Canterbury's input into the New Zealand Pavilion for the World Expo 2010 in Shanghai is growing, as are hopes the expo will stimulate Kiwi exports to China.
Construction of the $32 million Kiwi pavilion is well under way. It is expected to draw in 40,000 people a day when the expo event runs for 184 days from May 1 to October 31.
New Zealand commissioner- general for the expo, Phillip Gibson, has just returned from Shanghai with a progress report on the pavilion, saying it is on budget and schedule for the Christchurch architecture firm Warren & Mahoney-designed building.
Human hair wigs New Zealand's growing trade with China - with exports up from $1.9 billion in 2008 to $3.3b in 2009 - was just one reason Kiwis should sit up and take notice of an event the Asian country is spending US$45b (NZ$61.1b) to US$50b on, he said.
It was the biggest World Expo, and the Chinese were talking of it as the biggest grouping of people for a drawn- out timeline event of its kind, Gibson said.
About 70 million visitors - mainly Chinese - were expected on the downtown 5.2 square kilometre site straddling the Huangpu River, and the Kiwi stand had been picked by local media as a "must visit" part of the event.
"Now why are (the Chinese doing it)? Well I think there's a tectonic shift taking place in world political and economic power towards north Asia, in particular China. This essentially is part of China's coming out party to the world," he said.
The Kiwi pavilion was backed by corporates including Christchurch headquartered Solid Energy, and about $2 million of sponsorship. Solid Energy had also been a sponsor of the Aichi, Japan expo in 2005.
Canterbury organisations including the council, the Canterbury Employers' Chamber of Commerce, and the Canterbury Development Corp were also involved.
Regional representation would likely come from Wellington, Hawke's Bay, New Plymouth, Otago/Southland and Auckland.
The pavilion would use wide- screens (some on "Pou" poles) to allow visitors to get a sense of New Zealand via Full lace wigs a visit from the shoreline, into the city and suburbs and then out to the country by watching moving and still images on the screens.
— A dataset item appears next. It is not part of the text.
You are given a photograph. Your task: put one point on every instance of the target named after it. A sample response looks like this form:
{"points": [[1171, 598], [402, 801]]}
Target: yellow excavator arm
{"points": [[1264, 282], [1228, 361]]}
He said occasionally a strong southerly would whip through the building, but only via the screen images rather than to the discomfort of the visitors.
The 2000 square metre pavilion site was once a Shanghai steel mill, and the building would be close to the Chinese building.
Visitors would be met by kapa haka (traditional Maori) groups with about 60 to 70 Kiwis due to attend the site and help make the New Zealand experience a friendly and welcoming one, he said.
The Maori theme would continue with the entrance to the building looked over by Tane - who according to mythology was the god of forests and of birds, and the son of Ranginui and Papatuanuku, the sky father and the earth mother.
The theme for the pavilion was "Cities of Nature: Living between Land and Sky", partly inspired by the Maori creation story. There would also be many Chinese-speaking Kiwis, to explain the "day-in- the-life" presentation via the screens seen by visitors treading along a 112 metre long internal walkway, Gibson said. Visitors would eventually emerge onto a rooftop garden.